E-mail transmission cannot be guaranteed to be secure or
error-free as information could be intercepted, corrupted, lost,
destroyed, arrive late or incomplete, or contain viruses. The
sender therefore does not accept liability for any errors or
omissions in the contents of this message, which arise as a
result of e-mail transmission.
****************************************************************

Re: significant vacuum issues - looking for suggestions

From

"Kevin Grittner"

Date:

24 August 2007, 17:53:18

>>> On Fri, Aug 24, 2007 at  2:57 PM, in message
<200708241357.23629.kevin@kevinkempterllc.com>, Kevin Kempter
<kevin@kevinkempterllc.com> wrote:
>    c) setup WAL archiving on the 8.1.4 cluster
>
>    d) do a full dump of the 8.1.4 cluster and restore it to the new 8.2.4
> cluster
>
>    e) stop the 8.2.4 cluster and bring it up in recovery mode, pointing it
> to
> the directory where we're archiving the 8.1.4 cluster's WAL segments.

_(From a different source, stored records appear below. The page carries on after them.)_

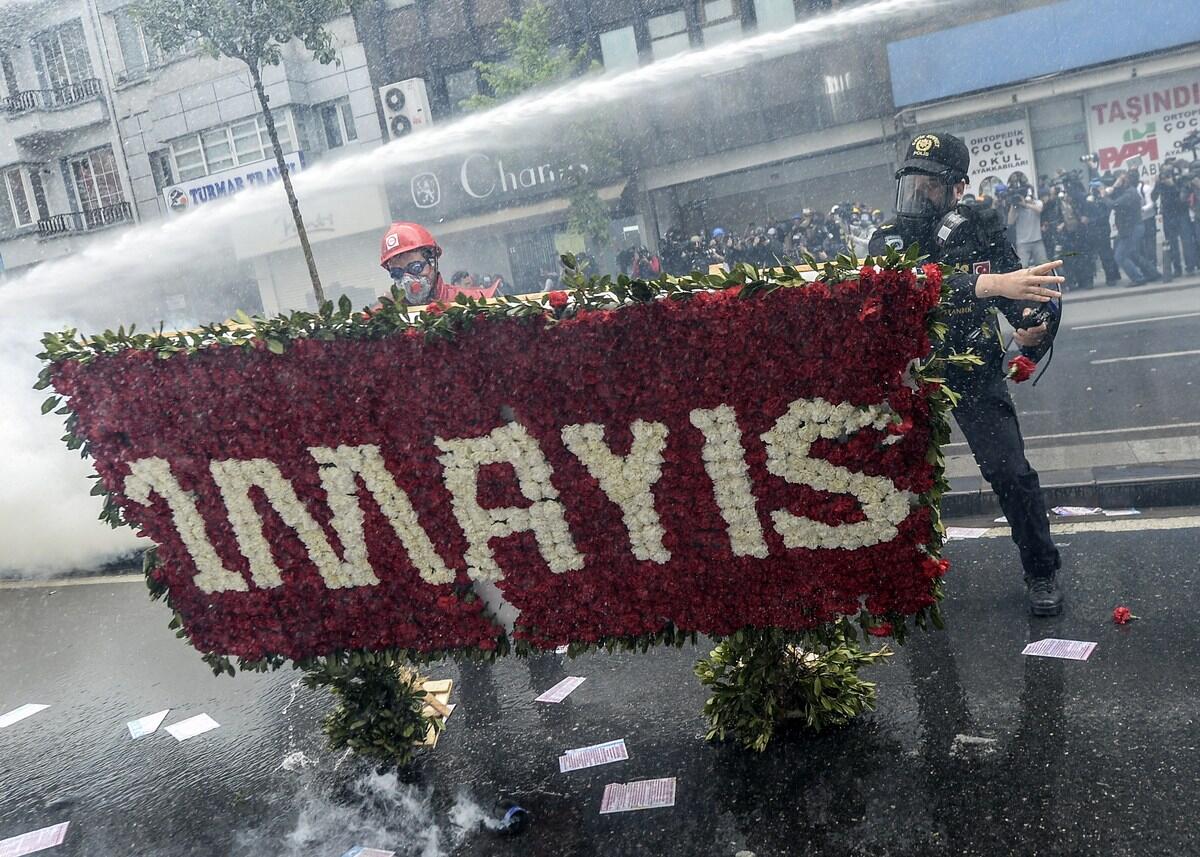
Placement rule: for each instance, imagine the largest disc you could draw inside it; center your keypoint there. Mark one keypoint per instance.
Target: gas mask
(922, 201)
(418, 286)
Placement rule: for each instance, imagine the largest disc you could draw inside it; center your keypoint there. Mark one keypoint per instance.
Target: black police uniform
(985, 412)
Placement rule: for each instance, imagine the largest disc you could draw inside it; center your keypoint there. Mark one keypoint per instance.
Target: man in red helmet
(409, 253)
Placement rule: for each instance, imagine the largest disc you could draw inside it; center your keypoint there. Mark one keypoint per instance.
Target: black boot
(1045, 597)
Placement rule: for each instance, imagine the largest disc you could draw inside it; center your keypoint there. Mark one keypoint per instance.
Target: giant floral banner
(613, 462)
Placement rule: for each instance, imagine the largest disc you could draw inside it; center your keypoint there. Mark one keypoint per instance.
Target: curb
(1116, 493)
(1110, 292)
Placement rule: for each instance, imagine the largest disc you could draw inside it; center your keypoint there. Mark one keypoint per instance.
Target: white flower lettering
(514, 445)
(628, 481)
(154, 475)
(726, 465)
(337, 473)
(787, 456)
(235, 478)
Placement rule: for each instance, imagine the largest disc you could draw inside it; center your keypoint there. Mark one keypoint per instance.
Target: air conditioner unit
(406, 107)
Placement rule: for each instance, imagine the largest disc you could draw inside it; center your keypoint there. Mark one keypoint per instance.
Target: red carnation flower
(871, 307)
(933, 275)
(1020, 369)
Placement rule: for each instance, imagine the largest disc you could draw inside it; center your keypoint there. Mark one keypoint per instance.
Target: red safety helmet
(402, 237)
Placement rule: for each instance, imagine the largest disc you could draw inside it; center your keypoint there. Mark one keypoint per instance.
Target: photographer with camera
(1127, 207)
(1171, 193)
(1097, 215)
(1024, 219)
(929, 185)
(1066, 225)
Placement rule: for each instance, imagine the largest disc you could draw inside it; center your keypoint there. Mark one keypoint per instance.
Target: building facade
(101, 131)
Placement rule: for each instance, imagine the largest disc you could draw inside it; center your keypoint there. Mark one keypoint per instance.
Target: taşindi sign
(187, 195)
(996, 153)
(481, 181)
(1140, 124)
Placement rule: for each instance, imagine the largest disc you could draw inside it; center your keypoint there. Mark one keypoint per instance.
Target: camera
(1044, 313)
(1192, 142)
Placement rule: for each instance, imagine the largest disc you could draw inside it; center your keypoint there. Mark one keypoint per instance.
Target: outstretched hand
(1033, 283)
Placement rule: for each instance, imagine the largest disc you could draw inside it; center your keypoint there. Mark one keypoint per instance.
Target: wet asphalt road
(1055, 757)
(1093, 384)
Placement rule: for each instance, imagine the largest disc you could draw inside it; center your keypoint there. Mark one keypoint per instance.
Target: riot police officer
(929, 185)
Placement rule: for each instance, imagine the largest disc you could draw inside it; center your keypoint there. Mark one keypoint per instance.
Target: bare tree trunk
(287, 185)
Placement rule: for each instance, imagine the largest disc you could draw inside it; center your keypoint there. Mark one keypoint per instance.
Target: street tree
(588, 147)
(253, 31)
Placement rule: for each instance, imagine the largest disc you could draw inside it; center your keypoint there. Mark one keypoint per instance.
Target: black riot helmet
(933, 166)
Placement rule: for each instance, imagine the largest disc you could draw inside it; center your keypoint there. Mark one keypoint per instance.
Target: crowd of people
(1095, 222)
(1098, 223)
(810, 233)
(1107, 221)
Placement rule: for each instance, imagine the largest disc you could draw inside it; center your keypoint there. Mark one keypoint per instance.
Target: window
(669, 35)
(461, 85)
(61, 55)
(721, 22)
(216, 149)
(838, 91)
(774, 15)
(18, 197)
(339, 124)
(161, 169)
(137, 51)
(96, 181)
(618, 49)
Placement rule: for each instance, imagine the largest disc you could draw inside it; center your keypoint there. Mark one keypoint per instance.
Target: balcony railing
(52, 99)
(85, 220)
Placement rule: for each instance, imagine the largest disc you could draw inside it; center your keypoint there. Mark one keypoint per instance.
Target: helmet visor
(923, 196)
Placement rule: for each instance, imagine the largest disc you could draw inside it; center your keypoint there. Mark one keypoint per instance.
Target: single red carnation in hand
(933, 275)
(1020, 369)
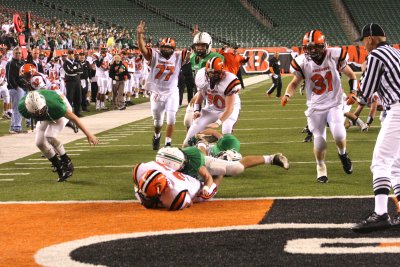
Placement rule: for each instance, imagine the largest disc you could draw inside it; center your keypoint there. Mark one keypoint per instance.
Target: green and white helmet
(172, 157)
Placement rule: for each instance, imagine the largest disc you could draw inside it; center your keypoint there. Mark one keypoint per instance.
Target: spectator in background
(119, 74)
(16, 88)
(275, 73)
(85, 76)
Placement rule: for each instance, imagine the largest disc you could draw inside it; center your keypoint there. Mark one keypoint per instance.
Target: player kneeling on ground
(52, 111)
(158, 186)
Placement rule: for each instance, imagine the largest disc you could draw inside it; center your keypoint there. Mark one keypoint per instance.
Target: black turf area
(229, 248)
(336, 210)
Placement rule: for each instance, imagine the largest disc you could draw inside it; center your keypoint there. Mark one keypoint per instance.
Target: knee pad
(53, 141)
(234, 168)
(338, 132)
(171, 118)
(319, 143)
(187, 121)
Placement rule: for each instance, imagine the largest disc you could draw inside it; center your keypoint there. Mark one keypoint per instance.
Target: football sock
(381, 202)
(342, 151)
(268, 159)
(321, 169)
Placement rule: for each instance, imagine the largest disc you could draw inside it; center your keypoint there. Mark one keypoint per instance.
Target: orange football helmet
(168, 42)
(165, 47)
(214, 70)
(314, 45)
(27, 70)
(152, 183)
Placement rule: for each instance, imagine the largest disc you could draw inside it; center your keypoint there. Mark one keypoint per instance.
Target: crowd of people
(51, 88)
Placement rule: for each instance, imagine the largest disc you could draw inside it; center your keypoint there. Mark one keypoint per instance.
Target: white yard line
(14, 173)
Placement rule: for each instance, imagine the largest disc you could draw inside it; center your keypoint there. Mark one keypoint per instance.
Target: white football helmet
(202, 38)
(172, 157)
(230, 155)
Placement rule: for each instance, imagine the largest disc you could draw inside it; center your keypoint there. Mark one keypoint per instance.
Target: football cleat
(67, 171)
(396, 220)
(346, 162)
(308, 138)
(372, 223)
(280, 160)
(156, 143)
(322, 179)
(73, 126)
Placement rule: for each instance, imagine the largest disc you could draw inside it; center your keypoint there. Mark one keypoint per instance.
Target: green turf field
(264, 127)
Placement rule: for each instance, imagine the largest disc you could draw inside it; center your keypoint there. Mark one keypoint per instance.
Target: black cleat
(308, 138)
(156, 143)
(280, 160)
(372, 223)
(346, 162)
(67, 171)
(73, 126)
(322, 179)
(396, 220)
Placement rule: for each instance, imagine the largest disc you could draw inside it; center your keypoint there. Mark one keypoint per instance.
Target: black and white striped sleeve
(371, 77)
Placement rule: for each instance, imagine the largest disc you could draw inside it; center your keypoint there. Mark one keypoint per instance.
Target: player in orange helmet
(321, 67)
(220, 90)
(162, 82)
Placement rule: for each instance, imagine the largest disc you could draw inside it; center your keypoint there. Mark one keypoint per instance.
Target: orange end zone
(26, 228)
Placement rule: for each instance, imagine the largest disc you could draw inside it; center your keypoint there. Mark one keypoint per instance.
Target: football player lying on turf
(52, 112)
(230, 162)
(157, 185)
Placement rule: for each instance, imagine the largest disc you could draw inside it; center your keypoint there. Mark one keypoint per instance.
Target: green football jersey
(194, 160)
(227, 142)
(56, 106)
(198, 63)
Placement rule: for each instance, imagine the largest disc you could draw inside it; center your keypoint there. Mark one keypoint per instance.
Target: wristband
(353, 85)
(370, 120)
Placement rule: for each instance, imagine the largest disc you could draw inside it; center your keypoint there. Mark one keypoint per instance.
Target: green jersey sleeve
(56, 106)
(194, 160)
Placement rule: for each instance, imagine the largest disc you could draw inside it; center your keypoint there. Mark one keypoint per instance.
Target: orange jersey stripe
(134, 173)
(342, 57)
(179, 200)
(231, 86)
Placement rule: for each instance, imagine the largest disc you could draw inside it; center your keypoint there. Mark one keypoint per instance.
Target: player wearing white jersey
(102, 68)
(220, 90)
(4, 93)
(156, 183)
(320, 67)
(162, 82)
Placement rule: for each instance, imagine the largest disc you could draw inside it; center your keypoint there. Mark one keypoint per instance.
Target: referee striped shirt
(382, 74)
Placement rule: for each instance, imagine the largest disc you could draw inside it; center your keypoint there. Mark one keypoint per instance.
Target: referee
(382, 75)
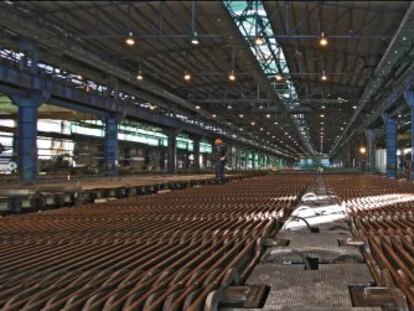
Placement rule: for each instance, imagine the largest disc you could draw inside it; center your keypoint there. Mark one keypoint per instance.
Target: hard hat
(217, 141)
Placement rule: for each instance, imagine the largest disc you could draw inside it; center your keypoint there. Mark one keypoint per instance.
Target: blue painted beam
(15, 82)
(391, 144)
(196, 152)
(172, 151)
(409, 99)
(27, 134)
(111, 145)
(370, 147)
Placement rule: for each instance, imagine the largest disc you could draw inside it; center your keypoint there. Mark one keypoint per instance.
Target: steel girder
(399, 46)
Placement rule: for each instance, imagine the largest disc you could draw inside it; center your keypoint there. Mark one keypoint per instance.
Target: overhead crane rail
(159, 252)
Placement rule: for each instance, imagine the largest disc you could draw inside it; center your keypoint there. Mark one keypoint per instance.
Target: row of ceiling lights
(130, 41)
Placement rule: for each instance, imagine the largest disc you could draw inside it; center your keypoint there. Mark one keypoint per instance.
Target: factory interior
(207, 155)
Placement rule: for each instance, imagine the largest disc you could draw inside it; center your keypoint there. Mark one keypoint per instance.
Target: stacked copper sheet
(160, 252)
(381, 211)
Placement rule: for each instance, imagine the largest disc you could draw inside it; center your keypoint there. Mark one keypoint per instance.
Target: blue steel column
(409, 98)
(27, 134)
(196, 152)
(172, 151)
(111, 146)
(391, 144)
(370, 148)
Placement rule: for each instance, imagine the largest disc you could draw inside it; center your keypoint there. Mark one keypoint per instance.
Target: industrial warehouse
(207, 155)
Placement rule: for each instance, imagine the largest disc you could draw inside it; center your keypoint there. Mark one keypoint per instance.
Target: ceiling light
(194, 39)
(323, 41)
(140, 76)
(232, 76)
(259, 40)
(187, 76)
(130, 40)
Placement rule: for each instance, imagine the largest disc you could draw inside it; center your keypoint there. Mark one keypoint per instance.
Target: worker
(220, 158)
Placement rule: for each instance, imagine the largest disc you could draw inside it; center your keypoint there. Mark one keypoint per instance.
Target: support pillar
(409, 98)
(30, 52)
(172, 151)
(253, 160)
(196, 153)
(111, 149)
(391, 144)
(27, 133)
(370, 149)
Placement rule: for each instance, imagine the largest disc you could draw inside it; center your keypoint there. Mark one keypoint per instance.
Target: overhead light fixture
(232, 76)
(259, 40)
(140, 76)
(187, 76)
(130, 39)
(194, 39)
(323, 41)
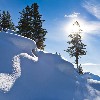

You can't use these techniques for a major version upgrade.
Use pg_dump piped to psql.  That will also eliminate all bloat.

-Kevin

Re: significant vacuum issues - looking for suggestions

From

Bill Moran

Date:

24 August 2007, 18:08:20

In response to "Kevin Grittner" <Kevin.Grittner@wicourts.gov>:

> >>> On Fri, Aug 24, 2007 at  2:57 PM, in message
> <200708241357.23629.kevin@kevinkempterllc.com>, Kevin Kempter
> <kevin@kevinkempterllc.com> wrote:
> >    c) setup WAL archiving on the 8.1.4 cluster
> >
> >    d) do a full dump of the 8.1.4 cluster and restore it to the new 8.2.4
> > cluster
> >
> >    e) stop the 8.2.4 cluster and bring it up in recovery mode, pointing it
> > to
> > the directory where we're archiving the 8.1.4 cluster's WAL segments.
>
> You can't use these techniques for a major version upgrade.
> Use pg_dump piped to psql.  That will also eliminate all bloat.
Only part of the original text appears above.